Colombia’s economy has had a quiet year compared to its neighbors. Next to the financial mess of Venezuela and the gleaming prospects of Peru, Colombia did not make much noise in the world of international financial news.
But that does not mean that the country has nothing to look forward to. After GDP growth of 4.5 percent in 2013, down from 4.8 percent the previous year due to weak overseas demand and a sluggish manufacturing sector, but still relatively solid. Colombia is headed for another year of decent growth in 2014.
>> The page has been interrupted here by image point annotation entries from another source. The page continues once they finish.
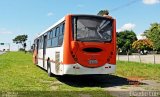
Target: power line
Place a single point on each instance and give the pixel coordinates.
(125, 5)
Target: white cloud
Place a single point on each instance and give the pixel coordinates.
(151, 1)
(128, 26)
(140, 36)
(80, 5)
(4, 31)
(50, 14)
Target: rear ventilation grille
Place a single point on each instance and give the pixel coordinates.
(90, 50)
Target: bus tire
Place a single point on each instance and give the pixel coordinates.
(49, 69)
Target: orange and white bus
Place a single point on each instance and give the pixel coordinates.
(78, 45)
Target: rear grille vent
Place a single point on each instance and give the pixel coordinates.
(92, 49)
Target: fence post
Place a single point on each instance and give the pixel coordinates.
(128, 55)
(154, 57)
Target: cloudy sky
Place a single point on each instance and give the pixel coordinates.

Trading Economics predicts the economy will expand by 3.07 percent, while the Central Bank of Colombia pegs growth at 4 percent. The BBVA Research Center predicts it will go up 5 percent.
But Colombia’s economy, mostly driven by oil and mining, has taken a hit from falling overseas demand: Colombia grew 6.6 percent in 2011, but has steadily declined since. That’s because its biggest trading partners, chiefly the U.S., are still on the way to a strong recovery.
“The economy will grow this year at similar levels to 2012, and that’s decent growth considering other countries are expanding below that level,” central bank Chief José Darío Uribe said.
Private consumption will speed up in the new year, according to BBVA Research, along with investment. The bank forecasts that consumption will be up 4.4 percent, and fixed investment will grow 7.1 percent.
Inflation will drop from the current 2.14 percent to 1.69, according to Trading Economics — a far cry from other Latin American countries with economies of similar size like Argentina, which has 25 percent inflation, and Venezuela, which having surpassed 30 percent tops the list of countries with exploding prices in the region.
As with many other cases in the region, unemployment is the weak spot of the Colombian economy. 2013 ended with a 8.48 percent rate, with a slight rise in the last quarter. Even though unemployment percentages are larger than in other countries, they are down from Colombia’s historical high of 17.48 percent in 2012.